Open fjremnav opened 3 years ago
Hi,
I think this is a bug by multi-gpu setting. I run the code only with multi-gpu. If you pre-train the model in one gpu with "--multi_gpu False", one solution is to change the code in tools/tool.py line 283 "name = k[7:]" to "name = k" . (The former one is used to remove the prefix of saved model parameters caused by nn.DataParallel. It not happens in single gpu.) Hope it can help you.
good day,
It works with your answer. One more question, how do I test with my own images or videos with test.py?
Thanks,
The test.py is actually used for evaluate mAP. If you want to try to visulaize your own image or video, please used the tools/factory.py. I have updated a new version for it. (But it write for cityscapes (take city of munster as a sample), you may have to change the root setting for you own data)

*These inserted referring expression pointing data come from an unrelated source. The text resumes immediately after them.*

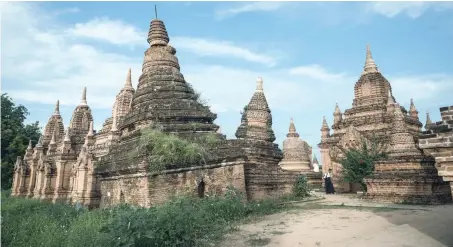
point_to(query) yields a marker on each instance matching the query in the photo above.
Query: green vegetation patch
(182, 221)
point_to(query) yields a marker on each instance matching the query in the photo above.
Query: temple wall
(148, 190)
(130, 189)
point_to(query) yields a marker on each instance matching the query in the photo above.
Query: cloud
(213, 48)
(248, 7)
(411, 9)
(56, 64)
(112, 31)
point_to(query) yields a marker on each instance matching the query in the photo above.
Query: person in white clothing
(328, 182)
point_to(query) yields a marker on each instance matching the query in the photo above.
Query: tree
(358, 162)
(15, 136)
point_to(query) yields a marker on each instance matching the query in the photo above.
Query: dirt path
(326, 223)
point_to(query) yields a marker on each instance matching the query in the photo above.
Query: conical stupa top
(57, 108)
(315, 160)
(66, 136)
(90, 131)
(84, 97)
(428, 121)
(128, 82)
(259, 84)
(390, 98)
(30, 147)
(114, 120)
(324, 123)
(412, 107)
(337, 109)
(157, 35)
(53, 140)
(39, 144)
(292, 129)
(370, 65)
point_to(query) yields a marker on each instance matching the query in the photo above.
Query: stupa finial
(84, 96)
(90, 131)
(66, 136)
(370, 65)
(128, 79)
(57, 108)
(259, 84)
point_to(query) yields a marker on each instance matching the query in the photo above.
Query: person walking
(328, 182)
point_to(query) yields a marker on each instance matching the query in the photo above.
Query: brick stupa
(407, 176)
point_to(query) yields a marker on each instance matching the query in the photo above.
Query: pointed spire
(53, 140)
(57, 108)
(114, 120)
(390, 98)
(412, 110)
(428, 121)
(292, 129)
(128, 82)
(39, 144)
(84, 97)
(370, 65)
(315, 160)
(90, 131)
(337, 109)
(259, 84)
(66, 136)
(157, 35)
(324, 123)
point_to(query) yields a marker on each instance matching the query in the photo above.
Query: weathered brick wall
(407, 181)
(438, 142)
(216, 179)
(131, 189)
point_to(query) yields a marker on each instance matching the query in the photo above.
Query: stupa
(369, 118)
(296, 152)
(407, 176)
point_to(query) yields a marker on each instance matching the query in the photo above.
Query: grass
(182, 221)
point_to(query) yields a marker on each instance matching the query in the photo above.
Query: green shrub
(301, 187)
(182, 221)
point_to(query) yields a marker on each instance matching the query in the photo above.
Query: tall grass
(163, 149)
(182, 221)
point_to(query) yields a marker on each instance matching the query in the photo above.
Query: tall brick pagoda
(437, 141)
(371, 116)
(407, 176)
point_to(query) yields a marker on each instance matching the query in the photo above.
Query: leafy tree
(358, 162)
(15, 136)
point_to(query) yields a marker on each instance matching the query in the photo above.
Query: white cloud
(204, 47)
(412, 9)
(54, 65)
(248, 7)
(111, 31)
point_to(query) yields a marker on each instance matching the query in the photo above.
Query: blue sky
(310, 54)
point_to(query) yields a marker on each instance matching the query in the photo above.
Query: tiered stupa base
(408, 182)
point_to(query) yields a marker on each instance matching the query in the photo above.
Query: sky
(309, 54)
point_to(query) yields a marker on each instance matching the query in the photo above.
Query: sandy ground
(356, 224)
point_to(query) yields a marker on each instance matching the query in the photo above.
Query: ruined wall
(130, 189)
(145, 189)
(437, 141)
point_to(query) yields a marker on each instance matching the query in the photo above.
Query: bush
(182, 221)
(163, 149)
(301, 187)
(358, 162)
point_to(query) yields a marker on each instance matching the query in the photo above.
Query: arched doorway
(200, 189)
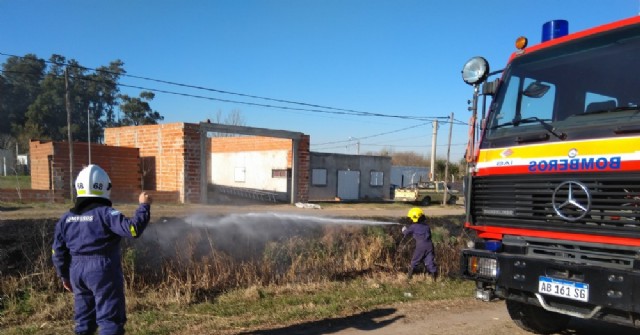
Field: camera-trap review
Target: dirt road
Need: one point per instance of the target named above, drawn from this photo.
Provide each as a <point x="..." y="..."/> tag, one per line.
<point x="464" y="316"/>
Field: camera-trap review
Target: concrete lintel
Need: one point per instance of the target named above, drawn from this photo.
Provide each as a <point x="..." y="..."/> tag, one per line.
<point x="206" y="127"/>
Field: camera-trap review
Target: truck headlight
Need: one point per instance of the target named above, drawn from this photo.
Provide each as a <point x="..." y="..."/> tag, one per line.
<point x="482" y="266"/>
<point x="475" y="71"/>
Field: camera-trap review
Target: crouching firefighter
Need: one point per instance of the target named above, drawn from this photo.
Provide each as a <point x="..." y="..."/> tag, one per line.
<point x="423" y="251"/>
<point x="86" y="252"/>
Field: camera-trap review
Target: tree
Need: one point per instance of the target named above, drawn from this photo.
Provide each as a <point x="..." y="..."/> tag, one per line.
<point x="19" y="88"/>
<point x="137" y="111"/>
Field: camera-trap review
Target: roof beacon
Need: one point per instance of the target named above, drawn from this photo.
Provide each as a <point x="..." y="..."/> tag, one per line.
<point x="554" y="29"/>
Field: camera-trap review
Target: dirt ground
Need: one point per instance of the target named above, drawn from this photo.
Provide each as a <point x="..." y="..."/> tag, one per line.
<point x="463" y="316"/>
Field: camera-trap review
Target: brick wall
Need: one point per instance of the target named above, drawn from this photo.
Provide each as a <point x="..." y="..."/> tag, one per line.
<point x="170" y="154"/>
<point x="50" y="167"/>
<point x="259" y="143"/>
<point x="304" y="169"/>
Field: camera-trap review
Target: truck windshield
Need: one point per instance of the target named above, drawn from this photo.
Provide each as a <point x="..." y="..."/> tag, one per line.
<point x="586" y="88"/>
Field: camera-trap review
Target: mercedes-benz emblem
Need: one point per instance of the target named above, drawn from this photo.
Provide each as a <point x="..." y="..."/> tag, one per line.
<point x="571" y="200"/>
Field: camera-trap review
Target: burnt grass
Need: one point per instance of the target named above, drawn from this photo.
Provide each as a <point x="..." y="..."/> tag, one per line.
<point x="25" y="245"/>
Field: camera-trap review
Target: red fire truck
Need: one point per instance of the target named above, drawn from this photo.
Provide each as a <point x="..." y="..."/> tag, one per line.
<point x="553" y="189"/>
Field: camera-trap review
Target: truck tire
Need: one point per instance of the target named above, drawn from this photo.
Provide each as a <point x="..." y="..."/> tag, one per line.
<point x="535" y="319"/>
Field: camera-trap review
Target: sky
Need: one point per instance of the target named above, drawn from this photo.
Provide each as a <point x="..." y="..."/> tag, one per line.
<point x="307" y="66"/>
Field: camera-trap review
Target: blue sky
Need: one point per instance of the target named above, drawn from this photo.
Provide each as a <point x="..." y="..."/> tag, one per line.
<point x="397" y="58"/>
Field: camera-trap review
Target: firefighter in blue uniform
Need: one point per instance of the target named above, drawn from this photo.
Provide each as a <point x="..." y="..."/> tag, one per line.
<point x="86" y="252"/>
<point x="423" y="251"/>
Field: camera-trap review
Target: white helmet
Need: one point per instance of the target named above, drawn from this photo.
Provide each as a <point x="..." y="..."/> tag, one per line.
<point x="93" y="181"/>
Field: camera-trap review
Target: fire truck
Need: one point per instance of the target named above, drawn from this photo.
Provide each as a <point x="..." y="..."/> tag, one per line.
<point x="553" y="190"/>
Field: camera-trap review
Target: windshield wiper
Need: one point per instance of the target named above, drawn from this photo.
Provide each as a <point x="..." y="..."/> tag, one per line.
<point x="547" y="126"/>
<point x="609" y="110"/>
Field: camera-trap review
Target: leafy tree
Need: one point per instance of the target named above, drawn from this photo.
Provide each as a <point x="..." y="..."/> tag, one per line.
<point x="33" y="103"/>
<point x="137" y="111"/>
<point x="19" y="87"/>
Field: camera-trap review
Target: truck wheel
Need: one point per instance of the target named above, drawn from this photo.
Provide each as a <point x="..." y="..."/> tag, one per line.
<point x="535" y="319"/>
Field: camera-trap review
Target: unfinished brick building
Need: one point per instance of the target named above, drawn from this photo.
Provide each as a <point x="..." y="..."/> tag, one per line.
<point x="183" y="158"/>
<point x="52" y="173"/>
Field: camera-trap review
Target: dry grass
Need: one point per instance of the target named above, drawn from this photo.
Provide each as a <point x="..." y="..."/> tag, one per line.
<point x="224" y="279"/>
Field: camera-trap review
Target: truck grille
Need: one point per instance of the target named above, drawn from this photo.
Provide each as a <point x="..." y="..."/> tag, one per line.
<point x="527" y="201"/>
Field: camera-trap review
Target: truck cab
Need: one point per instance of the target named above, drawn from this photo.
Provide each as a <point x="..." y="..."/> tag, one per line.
<point x="553" y="192"/>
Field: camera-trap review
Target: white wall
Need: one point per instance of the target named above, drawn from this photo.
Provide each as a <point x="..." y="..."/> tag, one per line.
<point x="226" y="168"/>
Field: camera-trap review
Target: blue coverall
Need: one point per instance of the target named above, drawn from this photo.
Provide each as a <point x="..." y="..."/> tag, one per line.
<point x="424" y="247"/>
<point x="86" y="253"/>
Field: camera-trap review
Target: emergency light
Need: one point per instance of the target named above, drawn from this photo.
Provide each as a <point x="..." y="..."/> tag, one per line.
<point x="554" y="29"/>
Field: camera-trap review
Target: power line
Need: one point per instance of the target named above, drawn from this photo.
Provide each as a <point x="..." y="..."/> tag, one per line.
<point x="374" y="135"/>
<point x="331" y="110"/>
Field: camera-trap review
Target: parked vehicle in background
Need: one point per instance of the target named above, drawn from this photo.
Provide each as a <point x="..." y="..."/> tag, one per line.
<point x="426" y="193"/>
<point x="553" y="192"/>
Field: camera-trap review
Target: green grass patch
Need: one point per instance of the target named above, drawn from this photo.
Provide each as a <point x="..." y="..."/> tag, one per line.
<point x="267" y="307"/>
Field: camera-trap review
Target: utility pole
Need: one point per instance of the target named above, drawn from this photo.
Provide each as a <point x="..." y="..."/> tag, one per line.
<point x="89" y="133"/>
<point x="446" y="164"/>
<point x="434" y="138"/>
<point x="67" y="100"/>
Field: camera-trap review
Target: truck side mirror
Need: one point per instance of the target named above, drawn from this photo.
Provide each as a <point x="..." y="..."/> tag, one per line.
<point x="490" y="87"/>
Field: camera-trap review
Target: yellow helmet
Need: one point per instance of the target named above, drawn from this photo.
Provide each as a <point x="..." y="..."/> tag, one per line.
<point x="415" y="213"/>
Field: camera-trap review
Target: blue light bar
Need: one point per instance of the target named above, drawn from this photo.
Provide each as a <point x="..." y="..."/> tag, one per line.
<point x="554" y="29"/>
<point x="492" y="245"/>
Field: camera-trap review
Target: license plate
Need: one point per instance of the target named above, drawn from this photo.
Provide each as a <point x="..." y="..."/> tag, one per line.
<point x="563" y="288"/>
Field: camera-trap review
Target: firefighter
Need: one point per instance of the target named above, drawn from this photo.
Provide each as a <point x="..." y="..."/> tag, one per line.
<point x="423" y="251"/>
<point x="86" y="252"/>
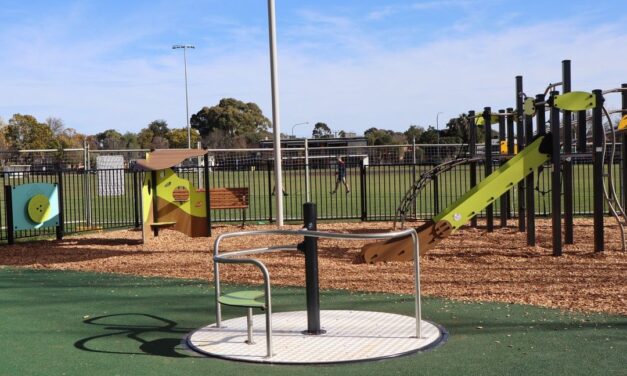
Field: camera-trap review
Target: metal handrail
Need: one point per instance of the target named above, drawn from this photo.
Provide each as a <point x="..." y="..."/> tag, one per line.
<point x="231" y="258"/>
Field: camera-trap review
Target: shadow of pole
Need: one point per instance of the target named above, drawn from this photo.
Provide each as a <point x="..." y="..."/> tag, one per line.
<point x="166" y="345"/>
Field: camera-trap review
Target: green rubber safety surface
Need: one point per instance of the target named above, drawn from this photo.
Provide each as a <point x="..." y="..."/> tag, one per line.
<point x="244" y="298"/>
<point x="56" y="322"/>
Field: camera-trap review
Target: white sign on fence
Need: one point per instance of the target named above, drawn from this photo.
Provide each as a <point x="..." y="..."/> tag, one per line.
<point x="110" y="175"/>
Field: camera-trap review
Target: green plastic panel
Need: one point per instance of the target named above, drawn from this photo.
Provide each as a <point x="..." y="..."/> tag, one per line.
<point x="480" y="121"/>
<point x="491" y="188"/>
<point x="575" y="101"/>
<point x="28" y="200"/>
<point x="529" y="107"/>
<point x="244" y="298"/>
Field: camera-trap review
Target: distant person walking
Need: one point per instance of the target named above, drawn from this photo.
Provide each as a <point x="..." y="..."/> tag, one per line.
<point x="341" y="176"/>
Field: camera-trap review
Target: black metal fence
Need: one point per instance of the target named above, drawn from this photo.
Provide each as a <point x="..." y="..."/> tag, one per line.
<point x="376" y="190"/>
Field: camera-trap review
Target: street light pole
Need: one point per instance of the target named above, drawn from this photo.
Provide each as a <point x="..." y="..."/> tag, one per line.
<point x="306" y="122"/>
<point x="274" y="84"/>
<point x="189" y="132"/>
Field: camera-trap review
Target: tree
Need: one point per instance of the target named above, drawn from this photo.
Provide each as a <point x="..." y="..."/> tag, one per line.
<point x="110" y="140"/>
<point x="159" y="128"/>
<point x="430" y="136"/>
<point x="321" y="130"/>
<point x="130" y="140"/>
<point x="377" y="136"/>
<point x="413" y="133"/>
<point x="232" y="118"/>
<point x="25" y="132"/>
<point x="178" y="137"/>
<point x="56" y="125"/>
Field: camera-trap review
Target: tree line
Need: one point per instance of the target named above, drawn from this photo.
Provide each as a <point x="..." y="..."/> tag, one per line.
<point x="229" y="124"/>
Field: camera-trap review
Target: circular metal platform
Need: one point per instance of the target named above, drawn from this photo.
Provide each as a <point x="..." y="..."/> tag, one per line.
<point x="350" y="336"/>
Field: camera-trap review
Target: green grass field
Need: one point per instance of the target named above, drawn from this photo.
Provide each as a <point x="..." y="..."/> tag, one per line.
<point x="71" y="323"/>
<point x="383" y="189"/>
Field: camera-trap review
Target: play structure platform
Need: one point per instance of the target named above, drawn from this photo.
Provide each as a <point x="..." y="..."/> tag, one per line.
<point x="350" y="336"/>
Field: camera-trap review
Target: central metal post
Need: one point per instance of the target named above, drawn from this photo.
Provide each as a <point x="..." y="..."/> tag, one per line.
<point x="311" y="270"/>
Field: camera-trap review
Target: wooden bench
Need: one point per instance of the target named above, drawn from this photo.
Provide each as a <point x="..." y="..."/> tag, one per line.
<point x="230" y="198"/>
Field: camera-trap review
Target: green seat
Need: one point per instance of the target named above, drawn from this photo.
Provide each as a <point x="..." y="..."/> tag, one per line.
<point x="244" y="298"/>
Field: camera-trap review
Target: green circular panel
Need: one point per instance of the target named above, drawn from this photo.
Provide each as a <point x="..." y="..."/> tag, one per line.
<point x="39" y="208"/>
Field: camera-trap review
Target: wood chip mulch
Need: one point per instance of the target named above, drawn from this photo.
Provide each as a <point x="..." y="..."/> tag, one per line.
<point x="471" y="265"/>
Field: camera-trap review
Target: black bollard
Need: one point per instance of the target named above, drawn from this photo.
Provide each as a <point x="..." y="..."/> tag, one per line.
<point x="311" y="270"/>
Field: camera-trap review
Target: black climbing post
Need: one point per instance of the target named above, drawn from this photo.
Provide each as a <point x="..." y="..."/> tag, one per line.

I read factory.py and see groundtruth in the code. Unfortunately, my images/videos do not have ground truths. Could I just comment out groundtruth related codes?
Thanks,
It is totally ok.
My trained model performs quite bad. Do you mind sharing your trained model (PSPNet and PSPNet_Llst_noise) which I can use it as a refence?
Thanks,
You can download the weight in the following link https://drive.google.com/file/d/1R2yPUdGUudr3ADTNdsrUgeXye0QGfdwN/view?usp=sharing
I am able to train based model. However, it encounters an error in step2 training below when it tries to load PSPNet.pt from step 1.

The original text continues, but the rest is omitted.